My journey to WLS is a long and tedious one as many of yours was. I will be honest and tell you that it took me a while to get to the place where I was ready for this step. I am not proud of this, but, I was a very judgmental person when it came to Weight Loss Surgery (WLS). I had a lot of prejudice about it and the people who did it. I always thought “that is the easy way out”, ” that is only for the weak”, “only for people who are 400-500 lbs and bedridden”
How did I change my mind? Well…I consider myself a strong person. If I want something, I go after it. I am an over achiever. I did well in school, sports, and in the corporate world. So, when I started gaining weight..I thought it would be a breeze too. If one could win an Oscar for most diets tried…hands down, i would have to buy a new house to put all my Oscars in. I was great at losing, but, it kept coming back as to mock me. I treated it like a competitor or something “Oh yea..you want to come back on my body…then, you are going to have to fight me”
I have lost the fight in a major way. I had 3 children, 5 major surgeries in the last couple of years and one of which was a hysterectomy. My nemesis (aka fat) came back to bite me with a vengeance.

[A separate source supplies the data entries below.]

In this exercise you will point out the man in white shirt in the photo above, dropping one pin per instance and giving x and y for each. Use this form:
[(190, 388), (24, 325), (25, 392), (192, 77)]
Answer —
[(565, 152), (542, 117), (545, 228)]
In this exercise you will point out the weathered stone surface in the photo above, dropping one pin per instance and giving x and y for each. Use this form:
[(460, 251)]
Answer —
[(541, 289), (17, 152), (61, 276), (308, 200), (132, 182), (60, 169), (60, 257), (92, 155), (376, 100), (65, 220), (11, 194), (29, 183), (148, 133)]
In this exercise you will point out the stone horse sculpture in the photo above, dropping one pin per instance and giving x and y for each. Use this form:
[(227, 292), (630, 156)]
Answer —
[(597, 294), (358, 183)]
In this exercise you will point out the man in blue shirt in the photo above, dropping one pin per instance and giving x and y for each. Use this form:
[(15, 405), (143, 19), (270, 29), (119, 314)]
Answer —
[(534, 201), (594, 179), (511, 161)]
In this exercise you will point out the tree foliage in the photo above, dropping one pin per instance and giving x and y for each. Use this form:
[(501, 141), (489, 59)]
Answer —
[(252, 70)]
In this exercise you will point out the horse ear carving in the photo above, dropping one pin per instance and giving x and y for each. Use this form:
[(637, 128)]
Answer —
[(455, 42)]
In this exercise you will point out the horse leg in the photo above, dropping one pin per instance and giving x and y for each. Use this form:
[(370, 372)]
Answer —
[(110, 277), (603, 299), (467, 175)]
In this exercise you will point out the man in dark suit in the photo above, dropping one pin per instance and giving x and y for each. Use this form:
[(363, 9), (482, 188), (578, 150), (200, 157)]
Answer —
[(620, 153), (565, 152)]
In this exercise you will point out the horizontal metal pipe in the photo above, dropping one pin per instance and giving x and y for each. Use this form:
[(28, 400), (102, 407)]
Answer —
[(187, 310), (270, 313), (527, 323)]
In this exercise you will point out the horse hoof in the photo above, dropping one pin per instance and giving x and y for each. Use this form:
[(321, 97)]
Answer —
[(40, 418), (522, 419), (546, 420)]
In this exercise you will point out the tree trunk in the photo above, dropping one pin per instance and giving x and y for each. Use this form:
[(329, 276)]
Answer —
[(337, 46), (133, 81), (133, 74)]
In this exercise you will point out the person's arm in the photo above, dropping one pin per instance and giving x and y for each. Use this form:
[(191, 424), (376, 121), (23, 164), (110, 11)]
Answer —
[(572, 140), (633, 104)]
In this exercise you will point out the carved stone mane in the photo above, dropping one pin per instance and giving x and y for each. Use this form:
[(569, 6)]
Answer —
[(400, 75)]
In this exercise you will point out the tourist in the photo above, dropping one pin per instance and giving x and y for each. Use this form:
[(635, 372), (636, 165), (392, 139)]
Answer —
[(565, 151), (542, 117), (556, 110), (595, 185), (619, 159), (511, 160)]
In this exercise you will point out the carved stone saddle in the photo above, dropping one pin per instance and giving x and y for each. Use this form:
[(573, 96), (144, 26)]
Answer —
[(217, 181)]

Not only did I screw up my metabolism with all the dieting, I had to deal with hormones and thyroid problems. I thought in my head that I can just use will power. I could “Will” it away. I could do anything if I set my mind too it. But, it was the one area in my life where I achieved no success. I felt like I had betrayed myself and failed. I am not good at accepting defeat.
Slowly, I started researching WLS. I am obsessive when it comes to researching something. I have to know everything about it, statistics, you name it…I have to be over the top at that too. I just couldn’t come to grips that I had to admit that I had failed. I stopped looking into it. Because I listened to other people, media about how I could do it on my own, how surgery is so bad for you, if I just dieted one more time and put a little “umpfh” behind it, then I would be just fine.
Then, I spent a lot of time talking with other people who had had surgery and that they had all felt the same way that I did. We aren’t a bunch of lazy people looking for an easy way out or a magic pill. In fact, the strength that it took to even attend my first seminar was huge. After much soul searching and “food therapy”. I realized that it was not about being weak that took me to Duke WLS. It was pure strength and humility to say “Hey, I need a hand up”. It is not the easy way out. We are the ones that have to deal with surgery, emotional changes, food changes, serious lifestyle changes, exercise, vitamins for the rest of our lives. Yea, for some people…that is what they do every day. But, there is a group of us that have busted our asses to fight the good fight.
WLS is just a tool to help me kick that fats butt. I am a fierce competitor and I will do whatever it takes to make this work. I don’t consider myself as a failure anymore. Sure, I didn’t always make the right choices. Maybe it has to do with my genetics. But, you can rest assured it wasn’t for lack of trying. I gave it my best and WLS is just going to be an extra ally to help me continue fighting. I am not going out of this world leaving my children behind because I couldn’t fight obesity by myself. I am grateful to have an ally to fight this with me.
This is just the beginning of the next battle. But, I can promise you that I will do everything to win it!
I am sorry for everyone that I made judgments about before who had WLS. I never knew what courage and strength that you had. I am sorry for not understanding your past, your hurts, your struggles. I never knew that you had tried so hard. Please forgive me.
Never pass judgment until you have walked a mile in that persons shoes. If you haven’t had those struggles…no one has a right to tell you that it is wrong.
I am so ready for this next stage of my life!!!